They Only Need to Be Good on Average


I like to think that I have good statistical horse sense, but that’s no substitute for knowing the subject properly. I’m seeking suggestions on good statistics texts. Longtime readers know that I’m not afraid of math, but in this case, I’m not especially interested in reading proofs of the most general case or derivations of the closest bounds possible. Instead, I’d like to learn:

  • Essential theory and notation of random variables and distributions with a reasonable degree of rigor.
  • The most significant distributions in a statistician’s toolkit, with good coverage of their distinguishing properties.
  • A well-explained treatment of statistical inference that discusses choice among tests of significant and necessary assumptions.
  • Some queueing theory, with an emphasis on the decisions that inform one’s choice of model.
  • Across all of the above, a satisfyingly elegant treatment of the common mathematical techniques that statisticians use when trying to understand the world, predict outcomes, simplify messy calculations, and minimize error terms.

I could go to the library and start pulling, or go online and read lots of reviews, but I figure that the readership here may have some better suggestions of particularly nice books on these topics.


I cut my teeth on Morris DeGroot’s “Probability and Statistics”; it has a strongly Bayesian flavor, because DeGroot was strongly Bayesian; divide through as necessary. Also: get the earlier edition, not the edition edited by Mark Schervish. You will thereby save yourself a nontrivial amount of money.
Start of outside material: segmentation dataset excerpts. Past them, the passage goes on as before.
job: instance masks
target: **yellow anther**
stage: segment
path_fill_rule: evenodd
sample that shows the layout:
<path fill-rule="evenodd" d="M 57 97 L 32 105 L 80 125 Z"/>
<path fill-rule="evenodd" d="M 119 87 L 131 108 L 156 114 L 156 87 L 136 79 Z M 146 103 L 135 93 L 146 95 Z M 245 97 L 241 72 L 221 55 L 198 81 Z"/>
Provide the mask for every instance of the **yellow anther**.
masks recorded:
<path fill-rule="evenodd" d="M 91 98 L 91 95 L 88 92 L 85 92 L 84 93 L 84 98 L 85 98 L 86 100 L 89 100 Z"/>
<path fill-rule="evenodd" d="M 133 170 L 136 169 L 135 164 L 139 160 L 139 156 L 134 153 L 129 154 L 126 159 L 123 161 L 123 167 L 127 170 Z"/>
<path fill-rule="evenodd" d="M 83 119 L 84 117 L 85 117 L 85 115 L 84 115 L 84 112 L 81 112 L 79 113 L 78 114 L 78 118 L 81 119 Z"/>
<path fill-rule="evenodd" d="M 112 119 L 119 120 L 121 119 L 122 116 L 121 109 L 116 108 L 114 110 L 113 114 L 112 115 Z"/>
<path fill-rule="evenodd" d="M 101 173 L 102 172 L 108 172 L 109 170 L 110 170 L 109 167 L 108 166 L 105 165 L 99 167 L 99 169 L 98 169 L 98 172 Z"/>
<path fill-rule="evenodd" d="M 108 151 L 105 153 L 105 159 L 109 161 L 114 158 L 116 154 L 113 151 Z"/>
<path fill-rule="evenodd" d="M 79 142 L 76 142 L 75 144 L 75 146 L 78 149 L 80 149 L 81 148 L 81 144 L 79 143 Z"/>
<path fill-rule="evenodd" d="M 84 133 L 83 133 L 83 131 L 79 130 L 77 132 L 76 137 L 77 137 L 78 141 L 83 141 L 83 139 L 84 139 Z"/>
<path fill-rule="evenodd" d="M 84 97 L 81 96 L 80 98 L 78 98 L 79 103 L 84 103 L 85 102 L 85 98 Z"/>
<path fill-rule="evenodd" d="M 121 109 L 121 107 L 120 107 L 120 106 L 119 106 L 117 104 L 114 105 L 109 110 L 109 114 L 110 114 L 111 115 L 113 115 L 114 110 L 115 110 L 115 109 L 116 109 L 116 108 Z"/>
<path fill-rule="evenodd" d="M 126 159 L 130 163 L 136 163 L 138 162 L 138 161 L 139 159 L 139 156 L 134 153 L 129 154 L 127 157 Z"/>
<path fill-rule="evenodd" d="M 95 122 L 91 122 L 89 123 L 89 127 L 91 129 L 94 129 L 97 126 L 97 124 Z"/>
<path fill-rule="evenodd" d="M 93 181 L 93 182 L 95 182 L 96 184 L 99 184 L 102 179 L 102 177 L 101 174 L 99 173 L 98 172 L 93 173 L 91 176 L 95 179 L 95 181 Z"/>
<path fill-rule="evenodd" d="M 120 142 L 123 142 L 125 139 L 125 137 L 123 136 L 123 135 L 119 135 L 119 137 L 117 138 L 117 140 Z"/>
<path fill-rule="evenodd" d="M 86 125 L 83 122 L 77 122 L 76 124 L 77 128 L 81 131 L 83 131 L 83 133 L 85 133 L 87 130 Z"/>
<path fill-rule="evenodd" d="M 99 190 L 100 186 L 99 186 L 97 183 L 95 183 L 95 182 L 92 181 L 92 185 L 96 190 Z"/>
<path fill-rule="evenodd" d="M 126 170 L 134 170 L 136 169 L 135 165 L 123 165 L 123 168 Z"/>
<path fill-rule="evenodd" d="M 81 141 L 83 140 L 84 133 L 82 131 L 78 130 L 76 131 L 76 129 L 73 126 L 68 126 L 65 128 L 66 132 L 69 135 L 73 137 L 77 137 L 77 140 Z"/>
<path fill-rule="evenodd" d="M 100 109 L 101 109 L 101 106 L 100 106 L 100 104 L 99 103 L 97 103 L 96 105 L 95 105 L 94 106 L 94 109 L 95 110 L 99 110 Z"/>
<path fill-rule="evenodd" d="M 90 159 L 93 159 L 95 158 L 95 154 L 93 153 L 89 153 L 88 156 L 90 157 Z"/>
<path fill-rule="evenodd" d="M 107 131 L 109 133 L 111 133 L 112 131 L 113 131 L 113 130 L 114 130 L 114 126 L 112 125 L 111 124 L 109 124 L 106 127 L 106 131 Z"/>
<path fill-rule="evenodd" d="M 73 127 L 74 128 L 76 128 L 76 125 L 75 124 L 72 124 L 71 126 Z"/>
Feller’s 2-volume work is, as you may know, canonical, but it is also remarkably rigorous and very British; I’ve never been able to make it far into Feller.

My CMU professor, Larry Wasserman, has published a couple books about which I’ve heard good things: “All of Statistics” and “All of Nonparametrics”; I’ve not checked them out. CMU’s best stats professor (at least while I was there — Cosma Shalizi is there now, and I’d have to bet that he kicks butt as a teacher), Chris Genovese, has had a book in production for a while. He had a draft PDF up on his site for a while, but it seems to have come down now. I TAed for him; his material was always extremely useful, starting right away with non-toy problems geared to engineers. (E.g., use statistical methods to figure out the running time of a compiler, based on some models of how frequently new tokens appear in the source-code stream.)

A couple other canonical ones, which may or may not be outdated by now: the two classic works by Erich Lehmann, late of UC Berkeley. They’re entitled “Testing Statistical Hypotheses” and “Theory of Point Estimation.”

That’s probably more information than you need. The quick takeaway is: DeGroot. You’ll get all the distributions you need, all the statistical testing, and so forth. You will be able to explain why the F-statistic looks the way it does, you will be able to describe the probability distribution of F-statistics, and you will learn a whole set of methods for deriving the distributions of other statistics. It’s a really great book.


Oh, I meant to include one that is somewhere between DeGroot and Lehmann: Casella/Berger’s “Statistical Inference.” Great text. Advanced undergrad or beginning graduate level.

Also generally check out anything by Andrew Gelman, whose book “Red State, Blue State, Rich State, Poor State” just came out. His (along with Carlin, Stern, and Rubin) “Bayesian Data Analysis” is a classic, though specialized.

Finally, since we’re talking specialization: you might enjoy Markov Chain Monte Carlo In Practice, if you’re interested in that kind of thing. It might tickle the computer scientist in you. The idea is that you want to simulate a complicated random variable, which you can generate only as the steady state of a long Markov chain. That’s quite specialized, but also quite fun. And if you’ve ever generated random variables on a computer, you’d certainly appreciate MCMC. (Historical bonus: the initial theory came out of the Manhattan Project. They needed to do complicated integrals, and it turns out that you can approximate a large class of integrals as the expected value of a specially chosen random variable.)


More lightheartedly, how about the Cartoon Guide to Statistics, by Larry Gonick?


I’ve got the Cartoon Guide to Statistics; I’m looking to kick it up a few notches from there.